Fast Food Goes Down a Long Way

An early Burger King restaurant

An early Burger King restaurant.  The burgers were cooked over an open flame and SO good.

When I was very young, my brother and I used to love going to Burger King. Children are easily amused, but in those days the burgers really were flame-broiled and we hadn’t heard of McDonald’s, Wendy’s, or Jack-in-the-Box. We lived in south Florida, where the original BK really was king. The most serious competition came from Royal Castle.

I don’t know why, but I remember one Burger King restaurant in particular. I have no idea of where it was, if it’s still there, or if it’s even still a Burger King. But they had a long open-flame conveyor belt and they would put the beef patties on the belt and send them down across the flames. All the kids would run down the production line (on the outside) and watch their burgers cook. The meat reached the far end of the belt, fell off onto a second belt, and came back down toward the cash register.

A worker would scoop the freshly scooped meat off the belt, put on your freshly warmed bun with all the fixins’, and wrap it up for you.

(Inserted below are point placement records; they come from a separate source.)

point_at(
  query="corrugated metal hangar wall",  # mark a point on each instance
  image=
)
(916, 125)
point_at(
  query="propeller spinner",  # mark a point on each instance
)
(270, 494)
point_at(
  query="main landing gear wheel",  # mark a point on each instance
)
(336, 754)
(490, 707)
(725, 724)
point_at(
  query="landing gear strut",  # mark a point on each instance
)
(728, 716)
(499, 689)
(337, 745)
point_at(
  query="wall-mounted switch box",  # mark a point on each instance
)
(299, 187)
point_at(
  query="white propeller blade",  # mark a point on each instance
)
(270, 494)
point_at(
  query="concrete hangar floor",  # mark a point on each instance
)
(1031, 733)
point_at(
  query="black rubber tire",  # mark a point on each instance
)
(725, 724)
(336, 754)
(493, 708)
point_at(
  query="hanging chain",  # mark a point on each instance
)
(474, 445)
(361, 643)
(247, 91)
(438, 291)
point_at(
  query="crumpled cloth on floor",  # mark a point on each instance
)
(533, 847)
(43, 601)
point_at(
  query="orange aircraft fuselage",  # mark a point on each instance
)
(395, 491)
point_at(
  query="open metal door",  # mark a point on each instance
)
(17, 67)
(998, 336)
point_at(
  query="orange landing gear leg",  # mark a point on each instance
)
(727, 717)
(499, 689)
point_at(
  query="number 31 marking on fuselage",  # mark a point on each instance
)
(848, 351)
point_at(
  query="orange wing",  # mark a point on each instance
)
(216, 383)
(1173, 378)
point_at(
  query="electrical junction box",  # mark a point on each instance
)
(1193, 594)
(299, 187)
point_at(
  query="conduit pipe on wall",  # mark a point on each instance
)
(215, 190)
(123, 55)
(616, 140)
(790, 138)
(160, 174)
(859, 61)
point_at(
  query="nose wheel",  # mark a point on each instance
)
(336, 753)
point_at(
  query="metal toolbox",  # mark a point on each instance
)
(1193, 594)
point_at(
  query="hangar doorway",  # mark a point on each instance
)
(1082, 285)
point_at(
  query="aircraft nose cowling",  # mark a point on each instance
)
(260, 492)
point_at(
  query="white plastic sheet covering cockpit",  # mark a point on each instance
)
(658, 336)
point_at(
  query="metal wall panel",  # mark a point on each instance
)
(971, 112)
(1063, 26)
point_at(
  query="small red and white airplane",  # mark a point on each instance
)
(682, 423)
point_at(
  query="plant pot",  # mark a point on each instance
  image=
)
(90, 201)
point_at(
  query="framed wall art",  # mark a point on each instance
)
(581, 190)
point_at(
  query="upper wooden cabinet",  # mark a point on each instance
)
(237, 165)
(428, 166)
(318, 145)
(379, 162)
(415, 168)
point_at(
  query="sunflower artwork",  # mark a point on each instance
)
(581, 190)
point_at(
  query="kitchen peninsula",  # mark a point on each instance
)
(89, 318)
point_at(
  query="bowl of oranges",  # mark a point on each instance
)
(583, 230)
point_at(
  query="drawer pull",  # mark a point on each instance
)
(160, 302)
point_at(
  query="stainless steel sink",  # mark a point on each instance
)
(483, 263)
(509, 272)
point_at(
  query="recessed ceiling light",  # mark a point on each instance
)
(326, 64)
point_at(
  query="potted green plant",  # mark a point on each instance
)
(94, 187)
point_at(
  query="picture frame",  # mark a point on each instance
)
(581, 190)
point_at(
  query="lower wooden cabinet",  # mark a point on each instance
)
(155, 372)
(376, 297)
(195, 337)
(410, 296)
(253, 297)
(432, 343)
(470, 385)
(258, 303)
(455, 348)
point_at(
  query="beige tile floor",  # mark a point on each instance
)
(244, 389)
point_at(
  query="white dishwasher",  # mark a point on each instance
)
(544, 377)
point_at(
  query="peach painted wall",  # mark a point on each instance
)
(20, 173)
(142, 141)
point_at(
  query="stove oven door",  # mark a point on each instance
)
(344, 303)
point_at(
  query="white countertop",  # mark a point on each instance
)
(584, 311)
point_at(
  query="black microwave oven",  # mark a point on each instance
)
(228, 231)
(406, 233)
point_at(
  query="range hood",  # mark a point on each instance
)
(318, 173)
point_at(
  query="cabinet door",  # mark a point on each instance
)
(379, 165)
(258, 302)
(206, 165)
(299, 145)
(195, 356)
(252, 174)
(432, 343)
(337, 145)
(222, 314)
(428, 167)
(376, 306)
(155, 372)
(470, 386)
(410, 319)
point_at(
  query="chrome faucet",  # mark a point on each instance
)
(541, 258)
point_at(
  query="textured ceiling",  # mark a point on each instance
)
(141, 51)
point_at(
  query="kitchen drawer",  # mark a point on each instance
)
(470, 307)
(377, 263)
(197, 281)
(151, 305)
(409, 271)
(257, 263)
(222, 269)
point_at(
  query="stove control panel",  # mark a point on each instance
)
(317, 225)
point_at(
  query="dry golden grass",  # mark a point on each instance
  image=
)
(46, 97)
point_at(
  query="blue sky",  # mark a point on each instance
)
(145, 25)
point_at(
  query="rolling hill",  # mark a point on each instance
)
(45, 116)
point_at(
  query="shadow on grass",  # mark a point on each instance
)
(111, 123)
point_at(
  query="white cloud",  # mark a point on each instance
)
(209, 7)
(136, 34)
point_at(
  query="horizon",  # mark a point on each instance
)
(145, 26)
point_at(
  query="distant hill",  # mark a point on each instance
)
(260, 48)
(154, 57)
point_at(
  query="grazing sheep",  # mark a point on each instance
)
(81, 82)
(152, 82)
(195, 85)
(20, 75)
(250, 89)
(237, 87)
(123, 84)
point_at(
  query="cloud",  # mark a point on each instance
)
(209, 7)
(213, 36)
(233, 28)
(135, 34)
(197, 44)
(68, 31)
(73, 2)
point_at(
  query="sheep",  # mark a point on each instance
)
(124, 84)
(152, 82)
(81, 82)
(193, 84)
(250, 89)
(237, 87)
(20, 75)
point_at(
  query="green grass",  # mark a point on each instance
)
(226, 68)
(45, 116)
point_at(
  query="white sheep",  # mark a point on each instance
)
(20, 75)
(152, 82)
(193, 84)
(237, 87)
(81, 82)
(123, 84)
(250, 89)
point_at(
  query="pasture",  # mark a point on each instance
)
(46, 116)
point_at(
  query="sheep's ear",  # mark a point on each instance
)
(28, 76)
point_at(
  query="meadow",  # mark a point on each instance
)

I don’t remember when Burger King stopped cooking the burgers fresh in front of you, but I do recall the change in taste. Yuck! I rarely eat BK any more. Microwaving beef patties after they have been cooked is just not fine with me.

But I occasionally stop by Wendy’s, McDonald’s, and maybe a few others (including Krystal, which opened a store in Houston last year). In fact, since my surgery, most of the fast food I’ve eaten has consisted of McDonald’s small hamburgers. On a good day I can eat all of one hamburger and maybe part of a small order ofFre– American fries.

So, I had to attend a lunch-time class at work today, and therefore slipped out of the office at 11:15 to grab a small hamburger and fries at the nearby Mickey D’s. While I stood there waiting in line for them to do whatever it is they do with the meat in the back (I get the impression it’s not freshly fried at Mickey D’s, either), the store manager came out and asked if I had been helped.

He then not-quite-berated his employees for making me and other customers stand around while they hurriedly shoved fried meat and potatoes into bags. I watched one guy pull a freshly cooked basket of potatoes out of the grease and proceed to drown them in salt.

“Why am I here?” I asked myself.

“It’s fast, the burger is small, and you’re paying less than $3.00 for the privilege of rushing back to the office with that oh-so-full post-surgery feeling.”

Frankly, I’ve stood at greasy open-fire grills that looked more palatable. Part of the problem, though, was the manager. When he wasn’t looking over his workers’ shoulders, he was sitting down interviewing someone for a job, or rushing around asking customers if they were being helped.

High pressure fast food is more about passing quality surveys and corporate benchmark performance standards. I watched this same restaurant go through a corporate inspection only a few weeks ago. You could see how nervous the employees were. The managers on duty were walking on egg shells. The corporate office people were walking around with clipboards in their hands and conferring in hushed tones. They made extra sure to point out some of the teeniest complaints possible, aiming for that one better level of service.

McDonald’s, here’s my take on your pressure-tank process: ease up and cut your employees some slack. Sometimes, I’d rather have hot, fresh food than something that has been sitting out under a warmer light for 10 minutes.

I could go to Whataburger, except I don’t think there is one near my office and I have no idea of what I would do with all that meat. I can’t eat it all. I’d be in agony from the belly ache for a week.

I could go to Krystal, but that’s a good 10-minute drive from work and I’m not sure I could even eat their 3-burger combo (the side order of Fre– American fries is huge). I met one of the managers at the local Krystal earlier this year. He seemed like a nice, laid back guy. He watches his employees, too, but he didn’t seem to be riding the herd like a Gaucho who hasn’t been paid in six months.

There is a huge level of difference between the ambience of Houston’s lone Krystal restaurant and the high-speed BurgerNet connection you get at the local MickeyDs. I think if they were not located on every corner, most people would probably not visit Mcdonald’s very often. The food is definitely not the reason for why I go. “Here’s your salt, Mr. Martinez. There may be some potatoes with it.”

They call it “fast food” for a reason, but I think it’s gotten to be a little too fast. I miss the fun of racing down the counter, watching my patty cook over the open flame. But if I’m fortunate enough to have kids, I hope by that time someone will have figured out that they don’t need loud noise, busy managers, and plastic playgrounds just to learn how to enjoy a freshly cooked meal — even if it is fast food.

Disclaimer: No white bears were used in the making of this post.